Perhaps I’m drawn to this particular season because it forces me to stretch myself and grow in patience and faith. And perhaps I’m not alone in needing that growth. The Church gives us this season because we all need this grace of waiting, as difficult as it can be at times. Some of this waiting is good—like children waiting for Santa to come or families waiting to see loved ones during the holidays.
For others, the waiting is so difficult: for a loved one to come home from being deployed abroad, for a medical test result to come back or an upcoming surgery. Millions wait at borders and in camps for the chance at a better life for their families and the list goes on.

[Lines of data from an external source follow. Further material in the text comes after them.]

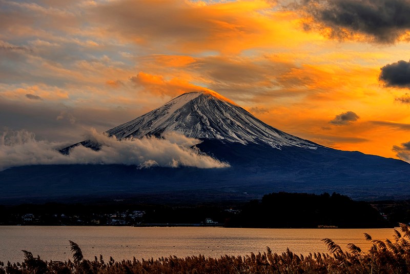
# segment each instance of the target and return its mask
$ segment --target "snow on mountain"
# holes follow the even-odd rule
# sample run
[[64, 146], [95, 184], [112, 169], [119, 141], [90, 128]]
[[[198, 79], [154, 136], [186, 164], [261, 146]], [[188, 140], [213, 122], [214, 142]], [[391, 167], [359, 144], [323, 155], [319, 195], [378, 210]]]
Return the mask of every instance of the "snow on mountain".
[[316, 149], [320, 146], [276, 129], [221, 95], [207, 91], [183, 94], [107, 133], [121, 140], [159, 137], [170, 131], [198, 139], [266, 144], [278, 149], [297, 146]]

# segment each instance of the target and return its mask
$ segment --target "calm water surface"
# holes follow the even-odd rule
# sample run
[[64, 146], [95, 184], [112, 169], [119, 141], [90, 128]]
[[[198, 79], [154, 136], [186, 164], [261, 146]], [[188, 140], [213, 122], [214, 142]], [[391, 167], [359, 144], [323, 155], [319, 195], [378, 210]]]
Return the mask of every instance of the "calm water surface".
[[367, 251], [371, 244], [363, 232], [374, 239], [392, 240], [393, 228], [383, 229], [252, 229], [222, 227], [129, 227], [95, 226], [0, 226], [0, 261], [22, 262], [22, 249], [49, 261], [72, 260], [69, 240], [76, 243], [86, 259], [102, 255], [116, 260], [133, 257], [154, 259], [199, 253], [222, 255], [261, 252], [269, 246], [280, 253], [287, 247], [297, 254], [326, 252], [321, 240], [332, 239], [342, 248], [353, 243]]

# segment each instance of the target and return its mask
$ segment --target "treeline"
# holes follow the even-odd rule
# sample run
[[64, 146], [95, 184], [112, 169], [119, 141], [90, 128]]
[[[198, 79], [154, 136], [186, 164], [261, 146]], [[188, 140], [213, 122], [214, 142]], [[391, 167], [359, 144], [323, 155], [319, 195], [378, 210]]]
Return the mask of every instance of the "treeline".
[[242, 208], [240, 214], [226, 222], [243, 227], [338, 228], [387, 227], [391, 224], [374, 207], [333, 193], [321, 195], [272, 193]]
[[219, 258], [206, 258], [203, 255], [179, 258], [176, 256], [156, 259], [122, 260], [116, 262], [112, 258], [106, 262], [101, 256], [93, 260], [85, 259], [81, 249], [70, 241], [73, 261], [47, 262], [23, 250], [22, 263], [0, 262], [0, 274], [28, 273], [361, 273], [379, 274], [410, 272], [410, 228], [400, 225], [400, 231], [394, 230], [394, 242], [373, 240], [370, 249], [364, 252], [354, 244], [349, 244], [348, 251], [344, 251], [331, 239], [322, 241], [329, 253], [310, 253], [296, 255], [289, 249], [281, 254], [266, 251], [245, 256], [225, 255]]
[[[260, 200], [230, 204], [49, 203], [0, 206], [0, 224], [143, 226], [217, 223], [230, 227], [391, 227], [399, 222], [410, 221], [410, 207], [407, 206], [400, 209], [400, 206], [389, 203], [372, 205], [336, 193], [316, 195], [286, 192], [272, 193]], [[207, 223], [206, 220], [211, 222]]]

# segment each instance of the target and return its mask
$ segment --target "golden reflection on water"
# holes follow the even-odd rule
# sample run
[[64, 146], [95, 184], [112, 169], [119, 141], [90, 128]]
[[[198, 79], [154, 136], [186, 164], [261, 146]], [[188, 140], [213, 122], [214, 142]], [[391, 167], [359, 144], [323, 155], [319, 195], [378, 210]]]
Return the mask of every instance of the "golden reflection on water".
[[324, 238], [342, 248], [353, 243], [367, 251], [373, 239], [393, 240], [393, 228], [253, 229], [222, 227], [130, 227], [113, 226], [0, 226], [0, 261], [24, 260], [22, 249], [49, 261], [72, 260], [68, 241], [78, 244], [86, 259], [102, 255], [115, 260], [156, 259], [170, 255], [206, 257], [263, 252], [269, 246], [281, 253], [288, 247], [296, 254], [327, 252]]

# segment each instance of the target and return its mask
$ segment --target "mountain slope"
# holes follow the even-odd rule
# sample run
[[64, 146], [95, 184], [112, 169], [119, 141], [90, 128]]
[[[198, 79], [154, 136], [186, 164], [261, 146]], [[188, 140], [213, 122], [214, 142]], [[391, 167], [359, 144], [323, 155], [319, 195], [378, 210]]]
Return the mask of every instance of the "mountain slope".
[[[216, 139], [223, 142], [267, 144], [280, 149], [319, 146], [269, 126], [220, 95], [205, 92], [182, 94], [163, 106], [107, 131], [119, 140], [144, 136], [161, 136], [176, 131], [187, 137]], [[96, 147], [88, 141], [83, 145]]]
[[[273, 191], [333, 191], [356, 199], [410, 197], [410, 164], [343, 151], [293, 136], [220, 96], [182, 94], [107, 131], [120, 140], [177, 131], [200, 139], [202, 152], [230, 167], [200, 169], [123, 165], [31, 166], [0, 172], [0, 204], [28, 199], [145, 197], [197, 201], [248, 200]], [[82, 145], [97, 150], [101, 145]]]

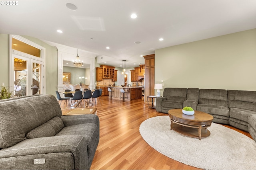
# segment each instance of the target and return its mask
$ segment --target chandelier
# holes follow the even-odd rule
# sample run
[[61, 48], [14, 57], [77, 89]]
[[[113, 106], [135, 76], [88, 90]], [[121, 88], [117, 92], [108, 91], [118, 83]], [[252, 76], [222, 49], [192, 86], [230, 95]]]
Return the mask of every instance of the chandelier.
[[73, 61], [73, 64], [77, 68], [80, 67], [82, 65], [83, 65], [83, 61], [82, 61], [82, 63], [80, 62], [79, 60], [79, 56], [78, 56], [78, 49], [77, 49], [77, 55], [76, 55], [76, 61]]

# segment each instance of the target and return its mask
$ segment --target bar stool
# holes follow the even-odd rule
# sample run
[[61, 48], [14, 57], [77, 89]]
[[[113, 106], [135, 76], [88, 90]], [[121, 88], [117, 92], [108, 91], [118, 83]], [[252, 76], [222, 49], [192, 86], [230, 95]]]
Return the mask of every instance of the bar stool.
[[[120, 89], [120, 92], [121, 92], [121, 95], [120, 96], [120, 100], [121, 100], [121, 98], [122, 98], [122, 95], [123, 95], [123, 100], [124, 100], [124, 98], [128, 98], [128, 97], [127, 97], [127, 92], [125, 92], [124, 91], [124, 89], [123, 89], [122, 88], [121, 88]], [[125, 94], [126, 94], [126, 97], [125, 97], [125, 96], [124, 96]]]
[[110, 92], [110, 99], [112, 99], [112, 96], [112, 96], [112, 92], [114, 92], [114, 91], [112, 90], [110, 88], [108, 88], [108, 96], [109, 96], [109, 92]]

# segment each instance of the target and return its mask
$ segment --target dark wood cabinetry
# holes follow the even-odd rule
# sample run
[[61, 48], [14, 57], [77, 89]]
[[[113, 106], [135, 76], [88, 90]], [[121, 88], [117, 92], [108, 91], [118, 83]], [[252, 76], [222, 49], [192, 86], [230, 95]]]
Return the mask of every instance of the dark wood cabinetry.
[[131, 81], [135, 82], [135, 70], [132, 70], [130, 71], [131, 71]]
[[145, 58], [145, 96], [154, 96], [155, 55], [144, 57]]
[[140, 65], [139, 67], [134, 67], [134, 70], [131, 70], [131, 81], [140, 81], [140, 79], [144, 78], [144, 74], [145, 65]]
[[142, 88], [131, 88], [131, 100], [140, 99], [142, 98]]
[[100, 89], [101, 88], [102, 90], [102, 92], [101, 94], [102, 96], [108, 96], [108, 88], [106, 86], [97, 86], [96, 89]]
[[103, 80], [103, 69], [102, 68], [96, 68], [96, 81], [100, 82]]
[[103, 79], [112, 79], [112, 82], [117, 81], [117, 70], [114, 67], [101, 65], [96, 67], [96, 81], [102, 81]]

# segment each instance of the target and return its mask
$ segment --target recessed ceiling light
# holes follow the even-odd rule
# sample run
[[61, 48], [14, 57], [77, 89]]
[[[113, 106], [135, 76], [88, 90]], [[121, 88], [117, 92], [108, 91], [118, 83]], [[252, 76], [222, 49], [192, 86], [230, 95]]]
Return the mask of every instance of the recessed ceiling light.
[[71, 3], [67, 3], [66, 4], [66, 6], [68, 9], [72, 11], [77, 10], [77, 7], [75, 5]]
[[131, 15], [131, 18], [133, 19], [136, 18], [137, 18], [137, 15], [135, 14], [132, 14]]

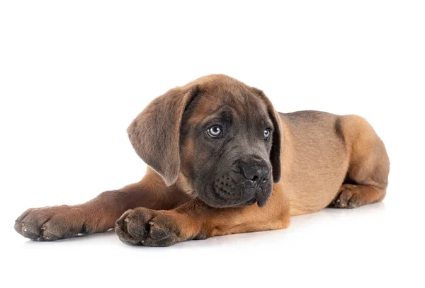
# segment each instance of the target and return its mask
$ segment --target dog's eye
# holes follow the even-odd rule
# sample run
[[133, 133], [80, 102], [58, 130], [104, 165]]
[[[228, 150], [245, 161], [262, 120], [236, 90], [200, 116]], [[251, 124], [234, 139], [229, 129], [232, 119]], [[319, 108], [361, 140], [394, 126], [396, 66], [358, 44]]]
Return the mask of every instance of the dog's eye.
[[270, 137], [270, 129], [267, 128], [264, 130], [264, 139], [267, 140]]
[[212, 138], [220, 138], [223, 135], [222, 129], [219, 125], [211, 126], [207, 129], [207, 133], [208, 133], [208, 136]]

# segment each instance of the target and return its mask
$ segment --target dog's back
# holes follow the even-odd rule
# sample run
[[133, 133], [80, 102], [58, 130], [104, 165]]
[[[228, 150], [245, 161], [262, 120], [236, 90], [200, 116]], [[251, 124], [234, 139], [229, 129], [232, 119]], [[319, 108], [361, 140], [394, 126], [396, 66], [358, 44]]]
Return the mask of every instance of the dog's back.
[[[382, 141], [363, 118], [319, 111], [279, 115], [283, 127], [282, 181], [291, 215], [326, 207], [338, 196], [343, 183], [372, 181], [371, 185], [385, 190], [387, 156]], [[361, 175], [359, 169], [363, 169]], [[366, 175], [375, 170], [382, 174], [378, 179]]]

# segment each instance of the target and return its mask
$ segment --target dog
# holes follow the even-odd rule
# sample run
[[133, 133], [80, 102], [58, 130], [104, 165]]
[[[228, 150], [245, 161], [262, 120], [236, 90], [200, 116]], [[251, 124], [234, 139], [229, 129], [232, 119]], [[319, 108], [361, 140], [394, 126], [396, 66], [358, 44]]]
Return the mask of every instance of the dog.
[[210, 75], [154, 99], [128, 129], [144, 177], [74, 206], [29, 209], [25, 237], [54, 241], [115, 226], [124, 243], [169, 246], [280, 229], [327, 207], [385, 197], [390, 161], [357, 115], [280, 113], [264, 92]]

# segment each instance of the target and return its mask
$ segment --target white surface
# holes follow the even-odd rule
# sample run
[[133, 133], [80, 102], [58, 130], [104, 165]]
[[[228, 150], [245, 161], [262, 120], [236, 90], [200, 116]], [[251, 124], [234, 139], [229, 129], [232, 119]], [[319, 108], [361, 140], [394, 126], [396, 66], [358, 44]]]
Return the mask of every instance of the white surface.
[[[1, 286], [424, 287], [424, 2], [347, 2], [2, 1]], [[263, 89], [281, 112], [368, 119], [391, 160], [384, 202], [166, 248], [13, 231], [28, 207], [138, 180], [128, 124], [212, 73]]]

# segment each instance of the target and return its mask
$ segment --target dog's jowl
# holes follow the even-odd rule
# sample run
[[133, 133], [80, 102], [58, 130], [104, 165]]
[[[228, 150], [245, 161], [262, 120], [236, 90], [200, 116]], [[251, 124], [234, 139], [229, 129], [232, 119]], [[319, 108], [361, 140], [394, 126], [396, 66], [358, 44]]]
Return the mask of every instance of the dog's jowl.
[[115, 227], [131, 245], [165, 246], [278, 229], [290, 216], [382, 201], [390, 162], [361, 117], [280, 113], [225, 75], [154, 99], [128, 129], [149, 166], [138, 183], [74, 206], [29, 209], [16, 231], [39, 241]]

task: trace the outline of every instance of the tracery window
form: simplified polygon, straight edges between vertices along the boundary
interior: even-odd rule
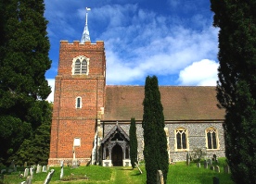
[[[217,129],[210,128],[206,129],[206,147],[207,149],[218,149],[218,134]]]
[[[89,58],[80,55],[73,58],[72,74],[73,75],[88,75]]]
[[[175,130],[175,134],[176,134],[176,148],[177,148],[177,150],[188,149],[187,129],[178,129]]]
[[[80,96],[75,99],[75,107],[82,108],[82,98]]]

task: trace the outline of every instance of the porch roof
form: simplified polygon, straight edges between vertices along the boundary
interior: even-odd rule
[[[160,86],[164,119],[223,120],[217,106],[216,87]],[[106,86],[103,121],[143,119],[144,86]]]

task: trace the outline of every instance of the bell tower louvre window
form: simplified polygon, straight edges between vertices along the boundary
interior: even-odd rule
[[[73,58],[72,75],[88,75],[89,58],[80,55]]]

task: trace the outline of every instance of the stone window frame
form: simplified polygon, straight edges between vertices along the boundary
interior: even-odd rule
[[[86,62],[86,69],[84,69],[83,63],[83,61]],[[87,58],[84,55],[79,55],[73,58],[72,60],[72,75],[88,75],[89,74],[89,61],[90,59]],[[83,73],[83,70],[85,70],[85,72]],[[77,70],[79,70],[77,72]]]
[[[78,96],[75,98],[75,108],[82,108],[83,103],[82,103],[82,97]]]
[[[178,142],[177,142],[177,132],[178,131],[184,131],[185,135],[186,135],[186,148],[178,148]],[[188,141],[188,130],[186,128],[180,127],[178,129],[174,129],[174,137],[175,137],[175,150],[178,152],[187,152],[189,151],[189,141]],[[181,141],[181,146],[183,145],[182,141]]]
[[[208,132],[210,131],[214,131],[215,132],[215,141],[216,141],[216,148],[214,148],[213,146],[213,140],[212,140],[212,137],[211,137],[211,147],[212,148],[209,148],[209,145],[208,145]],[[214,127],[209,127],[205,129],[205,145],[206,145],[206,149],[207,150],[219,150],[220,149],[220,141],[219,141],[219,133],[218,133],[218,129],[215,129]]]

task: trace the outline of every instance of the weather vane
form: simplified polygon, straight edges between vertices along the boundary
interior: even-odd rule
[[[86,7],[86,14],[85,14],[85,26],[84,26],[84,30],[82,35],[82,39],[81,39],[81,43],[84,43],[85,41],[90,41],[90,34],[89,34],[89,28],[88,28],[88,24],[87,24],[87,17],[88,17],[88,11],[91,10],[91,8]]]

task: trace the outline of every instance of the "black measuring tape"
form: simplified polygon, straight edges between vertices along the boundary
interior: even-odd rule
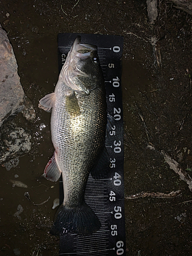
[[[76,36],[82,44],[98,47],[100,64],[105,80],[108,113],[114,123],[106,137],[105,146],[110,168],[103,177],[94,179],[90,175],[84,199],[99,218],[101,227],[86,236],[67,233],[60,237],[59,255],[86,256],[125,255],[124,210],[123,130],[121,92],[122,36],[62,33],[58,35],[59,72]],[[60,203],[63,198],[60,182]]]

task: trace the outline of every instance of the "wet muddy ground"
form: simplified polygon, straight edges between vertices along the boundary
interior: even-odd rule
[[[165,152],[191,176],[192,17],[160,2],[158,19],[152,25],[141,0],[1,1],[0,22],[37,117],[31,123],[19,114],[10,121],[27,129],[32,149],[20,157],[16,167],[0,167],[1,255],[58,253],[59,240],[49,233],[58,185],[41,177],[53,152],[50,115],[38,109],[38,102],[57,82],[57,36],[63,32],[124,36],[125,196],[182,192],[175,198],[125,200],[126,255],[191,255],[191,192],[160,152]],[[10,180],[28,187],[13,187]],[[24,196],[27,191],[31,201]]]

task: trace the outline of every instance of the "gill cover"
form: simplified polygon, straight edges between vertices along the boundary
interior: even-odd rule
[[[66,86],[79,94],[89,94],[80,78],[90,77],[81,70],[82,61],[90,57],[92,52],[97,51],[97,47],[86,44],[80,44],[80,36],[77,36],[67,56],[60,74],[59,78]]]

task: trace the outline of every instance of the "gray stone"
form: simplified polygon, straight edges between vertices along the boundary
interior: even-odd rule
[[[0,144],[0,164],[12,159],[8,164],[9,166],[13,163],[12,165],[14,166],[17,162],[15,162],[15,160],[17,159],[18,156],[22,156],[30,151],[31,139],[31,136],[23,128],[3,125]]]
[[[25,93],[17,64],[7,33],[0,26],[0,126],[10,115],[21,111]]]

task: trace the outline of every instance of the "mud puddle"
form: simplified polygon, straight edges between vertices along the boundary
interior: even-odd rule
[[[1,254],[58,254],[58,239],[49,233],[56,210],[52,207],[59,197],[58,184],[41,177],[54,151],[50,116],[37,106],[40,98],[53,91],[57,82],[57,34],[74,32],[124,38],[125,196],[142,191],[182,191],[181,196],[172,199],[125,200],[126,255],[191,255],[191,193],[159,152],[166,151],[191,176],[191,17],[162,1],[158,20],[152,26],[147,23],[144,1],[92,1],[87,5],[80,0],[77,3],[2,4],[0,21],[13,45],[21,82],[35,107],[36,119],[26,124],[19,114],[14,119],[31,131],[32,149],[19,157],[16,167],[10,170],[0,167]],[[152,37],[157,39],[155,45]],[[157,150],[150,150],[148,145]],[[11,180],[28,187],[17,186]],[[26,192],[31,201],[24,196]],[[48,199],[43,204],[34,204]]]

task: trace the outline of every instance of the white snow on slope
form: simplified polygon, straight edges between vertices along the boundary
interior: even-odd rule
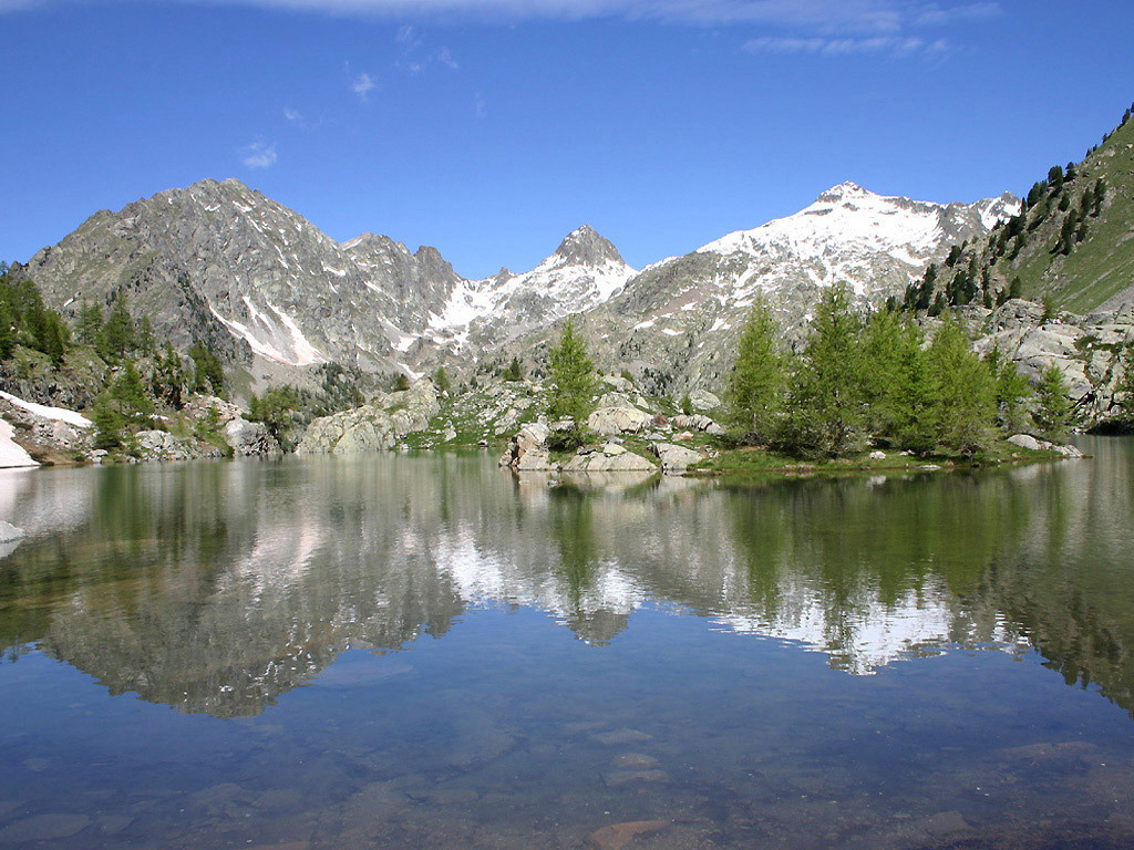
[[[991,198],[970,214],[989,228],[1018,209]],[[785,263],[805,266],[816,283],[850,281],[864,295],[870,289],[871,258],[889,256],[909,266],[912,275],[920,273],[947,236],[942,224],[950,211],[962,214],[960,205],[886,197],[844,182],[794,215],[729,233],[697,253],[746,255],[770,264],[751,269],[743,283],[737,281],[738,297],[775,286],[776,266]]]
[[[426,333],[448,331],[460,343],[475,320],[505,316],[522,303],[539,299],[545,299],[541,320],[553,322],[606,301],[635,274],[636,270],[615,260],[589,265],[556,253],[524,274],[462,281],[443,309],[433,316]]]
[[[3,390],[0,390],[0,398],[7,399],[16,407],[22,407],[28,413],[42,416],[44,419],[51,419],[52,422],[66,422],[68,425],[74,425],[79,428],[90,428],[94,425],[94,423],[83,416],[83,414],[75,410],[68,410],[65,407],[48,407],[46,405],[36,405],[34,401],[24,401],[24,399],[16,398],[10,392],[5,392]]]
[[[252,317],[251,325],[222,316],[211,305],[210,309],[234,337],[246,340],[253,351],[269,360],[289,366],[311,366],[315,363],[327,362],[323,354],[311,345],[295,320],[287,313],[273,304],[268,304],[268,309],[276,314],[273,317],[259,309],[247,296],[244,296],[243,300]]]
[[[7,419],[0,418],[0,468],[39,466],[24,449],[11,439],[16,428]]]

December 8 is the traditional date on the Church’s calendar to celebrate Mary’s Immaculate Conception, her being freed from sin so that she could conceive and bear the Christ child, our Savior and Redeemer. The Gospel for the Immaculate Conception tells the dramatic story of Mary being visited by the angel Gabriel and being told she would conceive and bear her son, Jesus. After the angel departs, Mary was left to wait. No doubt she had lots to ponder! And yet, in her waiting, she did not stay alone. She went to visit her cousin Elizabeth, who was pregnant with John the Baptist, to wait and be together.
Perhaps that is where the grace we need to wait comes from, in family and community. That’s why we gather these weeks for Mass, holy days, vespers, Taizé prayer, etc. All so we can receive the grace to wait, and prepare our hearts again, for the coming Christmas feast. Together, may we all know the grace of holy waiting in this holy season.